Hepatitis means inflammation of the liver and is commonly a response to viral infection from the main hepatitis viruses A, B, C, D, and E. Hepatitis is rare in children, and between 30% to 50% of these pediatric cases have no known cause, according to the CDC.

Beginning in April 2022, children with hepatitis of an unexplained cause have garnered global attention. The United Kingdom now has 240 confirmed cases, the United States is investigating 290 cases, and Israel has reported 12 cases to the World Health Organization. Many investigators think that these liver problems could be related to adenovirus — a common infection in children that normally causes cold or flu-like symptoms — because more than half of global cases tested for the virus have been positive, according to WHO. Only around 12% of children with unexplained hepatitis have tested positive for SARS-CoV-2, the virus that causes COVID-19, but investigators are also considering the possibility that some cases may be related to prior infections.

The study documents five patients, 3-months to 13 years old, with prior coronavirus infection who later developed hepatitis. All weretreated at Schneider Children’s Medical Hospital in Petah Tikva, Israel, during 2021. The paper was published June 10 in the Journal of Pediatric Gastroenterology and Nutrition. Two patients, a 3-month-old and 5-month-old, needed liver transplants. The additional three patients (two 8-year-olds and a 13-year-old) were treated with steroids. None of five children had received any vaccinations against COVID-19. The time between COVID-19 infection and liver problems ranged from 21 to 130 days.
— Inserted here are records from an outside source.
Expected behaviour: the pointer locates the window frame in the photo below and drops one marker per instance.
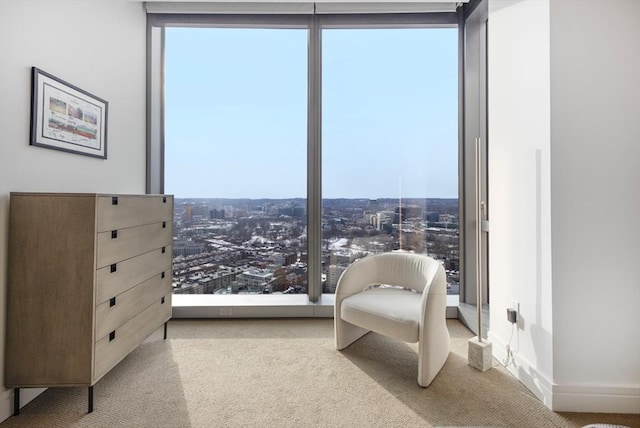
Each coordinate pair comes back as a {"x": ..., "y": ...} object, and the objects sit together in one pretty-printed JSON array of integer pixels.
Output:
[{"x": 314, "y": 23}]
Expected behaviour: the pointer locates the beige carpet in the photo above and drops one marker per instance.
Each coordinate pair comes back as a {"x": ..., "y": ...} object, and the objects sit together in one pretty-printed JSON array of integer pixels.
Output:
[{"x": 286, "y": 373}]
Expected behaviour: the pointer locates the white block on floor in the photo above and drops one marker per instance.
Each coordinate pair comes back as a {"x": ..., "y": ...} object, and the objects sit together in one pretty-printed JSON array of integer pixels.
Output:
[{"x": 480, "y": 354}]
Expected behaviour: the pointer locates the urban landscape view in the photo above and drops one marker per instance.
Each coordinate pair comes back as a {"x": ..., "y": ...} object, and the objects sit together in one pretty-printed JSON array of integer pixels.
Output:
[{"x": 259, "y": 246}]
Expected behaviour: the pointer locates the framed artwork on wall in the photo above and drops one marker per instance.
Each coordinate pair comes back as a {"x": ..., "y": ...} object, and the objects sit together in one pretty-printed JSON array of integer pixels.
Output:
[{"x": 65, "y": 117}]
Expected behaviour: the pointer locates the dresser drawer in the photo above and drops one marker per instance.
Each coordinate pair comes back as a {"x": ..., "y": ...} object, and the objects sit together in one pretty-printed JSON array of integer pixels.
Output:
[
  {"x": 118, "y": 212},
  {"x": 121, "y": 308},
  {"x": 119, "y": 277},
  {"x": 115, "y": 346},
  {"x": 121, "y": 244}
]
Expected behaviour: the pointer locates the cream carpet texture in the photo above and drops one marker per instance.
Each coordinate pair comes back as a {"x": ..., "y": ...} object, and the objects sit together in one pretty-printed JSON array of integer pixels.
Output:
[{"x": 286, "y": 373}]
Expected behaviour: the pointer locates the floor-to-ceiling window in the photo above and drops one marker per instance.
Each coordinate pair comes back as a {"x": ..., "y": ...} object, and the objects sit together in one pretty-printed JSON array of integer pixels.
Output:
[
  {"x": 235, "y": 158},
  {"x": 239, "y": 149},
  {"x": 389, "y": 146}
]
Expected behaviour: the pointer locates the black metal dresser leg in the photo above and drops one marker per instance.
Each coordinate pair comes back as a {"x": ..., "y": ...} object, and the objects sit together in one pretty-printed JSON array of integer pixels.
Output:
[
  {"x": 16, "y": 401},
  {"x": 90, "y": 399}
]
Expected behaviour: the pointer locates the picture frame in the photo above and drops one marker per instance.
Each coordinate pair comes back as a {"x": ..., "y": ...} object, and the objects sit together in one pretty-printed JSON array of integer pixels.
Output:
[{"x": 67, "y": 118}]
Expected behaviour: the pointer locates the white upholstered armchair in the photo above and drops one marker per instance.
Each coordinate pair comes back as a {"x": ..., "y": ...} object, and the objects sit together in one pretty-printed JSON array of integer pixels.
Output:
[{"x": 369, "y": 298}]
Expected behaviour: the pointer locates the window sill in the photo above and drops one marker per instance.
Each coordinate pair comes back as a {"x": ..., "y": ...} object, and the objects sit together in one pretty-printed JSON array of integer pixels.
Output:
[{"x": 264, "y": 306}]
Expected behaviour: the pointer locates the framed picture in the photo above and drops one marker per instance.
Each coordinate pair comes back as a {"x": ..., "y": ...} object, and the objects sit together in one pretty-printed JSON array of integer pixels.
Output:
[{"x": 65, "y": 117}]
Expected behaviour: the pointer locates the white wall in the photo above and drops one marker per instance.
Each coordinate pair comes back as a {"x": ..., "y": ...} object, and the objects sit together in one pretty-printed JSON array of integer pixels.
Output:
[
  {"x": 519, "y": 187},
  {"x": 564, "y": 165},
  {"x": 99, "y": 47},
  {"x": 595, "y": 211}
]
“It took time to be convinced that this could be COVID-related,” says senior study author Orith Waisbourd-Zinman, MD, the director of pediatric liver disease service at Schneider Children’s Medical Hospital. “It’s something that wasn’t described.”

Sudden-onset hepatitis after COVID-19 has been recorded in adults, and the virus has been associated with multisystem inflammatory syndrome in children (MIS-C). The condition causes inflammation through the body, including the heart, lungs and kidneys.

“We know that COVID can be mischievous, and children are no more exempt from that than adults,” Reau says.

Liver samples taken from these five patients did not test positive for COVID-19, similar to how liver samples have tested negative for adenovirus in more recent hepatitis cases around the world. Waisbourd-Zinman suggests that in these patients, hepatitis may have been brought on by an inflammatory response that was triggered by the virus.

Still, there are notable differences between these five cases and current cases internationally. These five children became sick during December 2020 to September 2021, whereas all current counted cases in the United Kingdom occurred after January 2022. The first cases in the United States took place in October 2021. It could be that there were similar hepatitis cases before, Reau says, that were not identified.

The ages of the Israel children with hepatitis also differ from the cases seen globally. More than three-fourths of these reported hepatitis cases occurred in children under 5, WHO reports, though affected individuals have been as young as 1-month-old up to 16 years old. In the United Kingdom, which accounts for about a third of cases reported to WHO, most children with unexplained hepatitis have been between 3 and 5 years old.

More research is needed to tease out any relationship between prior COVID-19 infection and liver inflammation, Balistreri says.

“I’m not sure what to make of any of it yet. We know that SARS-CoV-2 can alter immune responses … so it wouldn’t surprise me,” if COVID-19 and these hepatitis cases were linked, he says. “It’s just that we need more information.”